Traversée de Khan Younes
Khan Younès [خان يونس] est un camp de réfugiés situé au cœur de la bande de Gaza.
Il regroupe aujourd’hui plusieurs centaines de milliers de Palestiniens.
Ce n’est pas le seul camp de réfugiés dans la bande : il y en a huit, dont les plus importants sont situés à Jabaliya (nord), Khan Younès (centre) et Rafah (sud). Tous sont gérés par l’UNRWA (l’office créé par l’ONU en 1949 pour gérer les conséquences dramatiques de son vote de 1947 prônant un partage de la Palestine).

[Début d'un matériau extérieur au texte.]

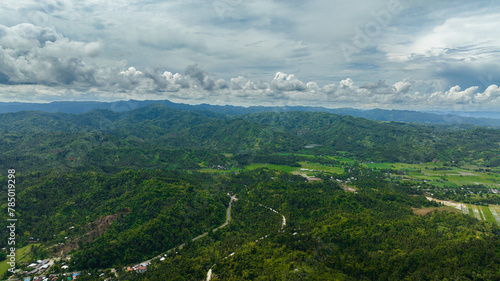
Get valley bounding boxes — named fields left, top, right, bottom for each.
left=0, top=105, right=500, bottom=280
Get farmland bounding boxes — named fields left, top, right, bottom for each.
left=225, top=153, right=500, bottom=226
left=419, top=197, right=500, bottom=226
left=0, top=244, right=36, bottom=277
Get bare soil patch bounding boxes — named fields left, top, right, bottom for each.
left=50, top=210, right=129, bottom=257
left=447, top=171, right=477, bottom=176
left=413, top=206, right=459, bottom=216
left=340, top=184, right=357, bottom=193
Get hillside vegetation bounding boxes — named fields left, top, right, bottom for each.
left=0, top=105, right=500, bottom=280
left=0, top=105, right=499, bottom=173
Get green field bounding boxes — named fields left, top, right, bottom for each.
left=468, top=204, right=474, bottom=218
left=298, top=162, right=344, bottom=174
left=197, top=167, right=239, bottom=173
left=244, top=161, right=344, bottom=176
left=366, top=162, right=500, bottom=188
left=461, top=203, right=500, bottom=225
left=481, top=205, right=497, bottom=224
left=0, top=244, right=36, bottom=278
left=490, top=205, right=500, bottom=226
left=245, top=163, right=297, bottom=173
left=200, top=153, right=500, bottom=192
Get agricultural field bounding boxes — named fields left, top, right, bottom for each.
left=426, top=197, right=500, bottom=226
left=0, top=244, right=36, bottom=278
left=245, top=163, right=297, bottom=173
left=198, top=154, right=500, bottom=211
left=490, top=205, right=500, bottom=225
left=365, top=162, right=500, bottom=187
left=298, top=162, right=344, bottom=174
left=198, top=155, right=500, bottom=198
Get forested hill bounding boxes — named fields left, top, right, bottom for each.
left=0, top=99, right=499, bottom=127
left=242, top=111, right=500, bottom=164
left=0, top=105, right=499, bottom=173
left=1, top=105, right=500, bottom=280
left=0, top=105, right=226, bottom=133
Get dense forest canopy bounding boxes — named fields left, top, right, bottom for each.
left=0, top=104, right=499, bottom=280
left=0, top=105, right=499, bottom=173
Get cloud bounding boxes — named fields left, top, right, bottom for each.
left=0, top=23, right=102, bottom=85
left=0, top=23, right=189, bottom=94
left=0, top=23, right=497, bottom=110
left=379, top=11, right=500, bottom=91
left=392, top=81, right=411, bottom=94
left=428, top=85, right=478, bottom=105
left=473, top=85, right=500, bottom=103
left=184, top=64, right=228, bottom=91
left=384, top=13, right=500, bottom=62
left=271, top=72, right=307, bottom=92
left=1, top=3, right=500, bottom=111
left=1, top=56, right=500, bottom=110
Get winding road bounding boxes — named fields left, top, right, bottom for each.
left=206, top=200, right=287, bottom=281
left=142, top=194, right=237, bottom=265
left=191, top=194, right=237, bottom=241
left=138, top=193, right=286, bottom=281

Le samedi 29 décembre, nous allons le visiter en compagnie d’Attef dont la famille habite ce camp depuis près de 65 ans.
Ses deux grands-parents ont été chassés de leur terre en 1948. Ils sont venus se réfugier ici. Depuis, les différentes générations de la famille s’entassent sur le même petit lotissement : après la génération n°1 de la Nakba (1948), il y a la génération n°2 des Territoires occupés par Israël (1967), la génération n°3 de la première Intifada (1987) et maintenant la génération n°4 du retrait israéliens (2006).
« Dans le camp, la vie sociale est structurée par les familles qui se regroupent et habitent ensemble. Nous sommes de plus en plus nombreux sur cette petite superficie. Et maintenant que la quatrième génération se trouve en âge de se marier, la situation devient critique. Il n’y a plus de place. On ne va plus pouvoir les loger. C’est un problème. »

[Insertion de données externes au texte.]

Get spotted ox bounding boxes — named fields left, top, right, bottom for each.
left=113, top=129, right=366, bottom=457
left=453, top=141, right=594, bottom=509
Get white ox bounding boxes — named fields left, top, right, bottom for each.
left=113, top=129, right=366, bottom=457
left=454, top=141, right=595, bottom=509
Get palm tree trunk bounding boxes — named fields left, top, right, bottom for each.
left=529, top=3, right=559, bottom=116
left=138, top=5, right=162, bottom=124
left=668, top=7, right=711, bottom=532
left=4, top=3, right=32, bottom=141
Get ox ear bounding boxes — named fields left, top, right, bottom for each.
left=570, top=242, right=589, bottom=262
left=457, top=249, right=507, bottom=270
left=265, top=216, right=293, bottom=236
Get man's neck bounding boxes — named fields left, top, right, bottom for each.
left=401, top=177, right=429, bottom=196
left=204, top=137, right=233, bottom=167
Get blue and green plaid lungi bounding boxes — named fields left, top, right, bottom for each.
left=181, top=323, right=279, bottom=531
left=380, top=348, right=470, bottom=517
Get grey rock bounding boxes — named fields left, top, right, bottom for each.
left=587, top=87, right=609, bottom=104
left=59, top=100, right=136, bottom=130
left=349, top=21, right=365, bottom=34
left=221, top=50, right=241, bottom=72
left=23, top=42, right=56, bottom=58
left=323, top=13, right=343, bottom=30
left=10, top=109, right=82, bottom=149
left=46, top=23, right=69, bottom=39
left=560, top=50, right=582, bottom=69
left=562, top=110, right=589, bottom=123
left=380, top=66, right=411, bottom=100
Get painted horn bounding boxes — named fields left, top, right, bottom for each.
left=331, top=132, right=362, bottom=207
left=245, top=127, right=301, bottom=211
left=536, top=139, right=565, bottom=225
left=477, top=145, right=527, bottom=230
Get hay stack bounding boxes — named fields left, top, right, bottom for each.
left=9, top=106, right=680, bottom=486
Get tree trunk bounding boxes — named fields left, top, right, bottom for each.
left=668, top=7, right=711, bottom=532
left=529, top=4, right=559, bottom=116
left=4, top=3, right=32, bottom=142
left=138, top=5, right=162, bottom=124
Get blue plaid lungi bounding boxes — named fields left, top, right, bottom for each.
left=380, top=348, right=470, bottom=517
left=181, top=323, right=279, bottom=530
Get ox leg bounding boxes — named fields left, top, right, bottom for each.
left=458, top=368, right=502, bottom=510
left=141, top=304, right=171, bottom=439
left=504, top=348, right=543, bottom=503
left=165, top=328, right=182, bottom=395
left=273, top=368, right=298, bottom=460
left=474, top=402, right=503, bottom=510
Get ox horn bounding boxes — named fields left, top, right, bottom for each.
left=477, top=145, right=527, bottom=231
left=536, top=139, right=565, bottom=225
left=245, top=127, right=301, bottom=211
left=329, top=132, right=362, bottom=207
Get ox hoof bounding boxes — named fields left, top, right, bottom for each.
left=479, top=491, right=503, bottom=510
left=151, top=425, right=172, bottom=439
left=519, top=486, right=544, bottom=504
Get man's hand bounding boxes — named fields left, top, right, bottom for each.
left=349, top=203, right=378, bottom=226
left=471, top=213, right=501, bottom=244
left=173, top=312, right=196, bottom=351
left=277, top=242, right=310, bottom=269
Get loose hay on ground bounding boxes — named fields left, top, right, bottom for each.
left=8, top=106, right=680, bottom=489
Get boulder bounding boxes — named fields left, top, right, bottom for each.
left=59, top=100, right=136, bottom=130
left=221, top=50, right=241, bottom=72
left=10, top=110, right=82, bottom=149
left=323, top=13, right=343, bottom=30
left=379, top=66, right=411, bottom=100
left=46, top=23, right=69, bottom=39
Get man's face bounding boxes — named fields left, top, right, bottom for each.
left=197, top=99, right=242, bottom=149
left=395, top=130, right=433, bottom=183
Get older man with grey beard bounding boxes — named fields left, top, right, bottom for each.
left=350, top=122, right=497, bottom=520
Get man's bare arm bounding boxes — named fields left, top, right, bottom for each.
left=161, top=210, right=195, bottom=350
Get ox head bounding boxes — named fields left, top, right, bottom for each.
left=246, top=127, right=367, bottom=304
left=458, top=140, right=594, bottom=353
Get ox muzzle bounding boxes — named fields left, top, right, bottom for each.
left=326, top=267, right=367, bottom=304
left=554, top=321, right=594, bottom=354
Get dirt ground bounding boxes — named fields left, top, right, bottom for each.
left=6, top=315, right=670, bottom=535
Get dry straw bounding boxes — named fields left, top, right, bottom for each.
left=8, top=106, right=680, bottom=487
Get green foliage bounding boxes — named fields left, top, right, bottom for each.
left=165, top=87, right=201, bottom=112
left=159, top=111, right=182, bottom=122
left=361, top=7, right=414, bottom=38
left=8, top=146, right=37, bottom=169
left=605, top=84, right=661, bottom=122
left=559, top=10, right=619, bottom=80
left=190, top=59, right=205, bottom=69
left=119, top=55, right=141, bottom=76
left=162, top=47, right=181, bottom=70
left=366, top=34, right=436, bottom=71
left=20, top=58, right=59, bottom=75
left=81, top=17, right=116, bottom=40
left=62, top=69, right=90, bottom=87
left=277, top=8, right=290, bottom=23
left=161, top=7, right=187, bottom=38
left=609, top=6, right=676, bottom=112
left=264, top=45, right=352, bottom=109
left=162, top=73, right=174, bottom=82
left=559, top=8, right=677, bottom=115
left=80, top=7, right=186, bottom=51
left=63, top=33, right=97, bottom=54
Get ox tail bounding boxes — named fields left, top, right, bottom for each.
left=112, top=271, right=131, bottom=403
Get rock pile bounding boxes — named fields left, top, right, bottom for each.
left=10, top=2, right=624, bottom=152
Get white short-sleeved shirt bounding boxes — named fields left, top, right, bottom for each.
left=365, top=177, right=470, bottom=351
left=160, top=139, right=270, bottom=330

Nous parcourons en sa compagnie les ruelles du camp.
Tout est gris, gris de poussière. Il ne s’agit pas d’un bidonville : les maisons sont en dur, mais faites de matériaux disparates.
Ici aussi, les attaques israéliennes ont laissé des traces, éventrant des maisons, défonçant des rues.
Bien vite, à notre approche, des enfants, puis des femmes, enfin des hommes sortent des maisons.
Les enfants sont éclatants de joie et de rires. Les femmes brillent de couleurs d’autant plus vives qu’elles contrastent avec la grisaille du lieu. Tous nous adressent leurs sourires ; nous leur rendons le nôtre, un peu gênés de notre visite impromptue : nous savons que nous passons mais qu’ils demeurent.
Notre ami nous fait visiter un petit bâtiment sans étage, composé d’une cour intérieure et d’une salle, vide. Il nous explique : « C’est une salle commune, qui sert aux mariages, ou aux réunions collectives, par exemple pour régler les différends entre les gens. Quand on y vient, chacun apporte son siège, et des gâteaux. »
Puis nous rencontrons de plus en plus de monde jusqu’à atteindre la place centrale de Khan Younès, occupée par un marché animé et bordée par la forteresse turque de l’émir Younès (celui qui donne son nom à la ville). Nous rentrons dans la forteresse et atteignons une mosquée qui nous offre l’hospitalité (nous pérégrinons depuis le matin, et la nuit va bientôt tomber).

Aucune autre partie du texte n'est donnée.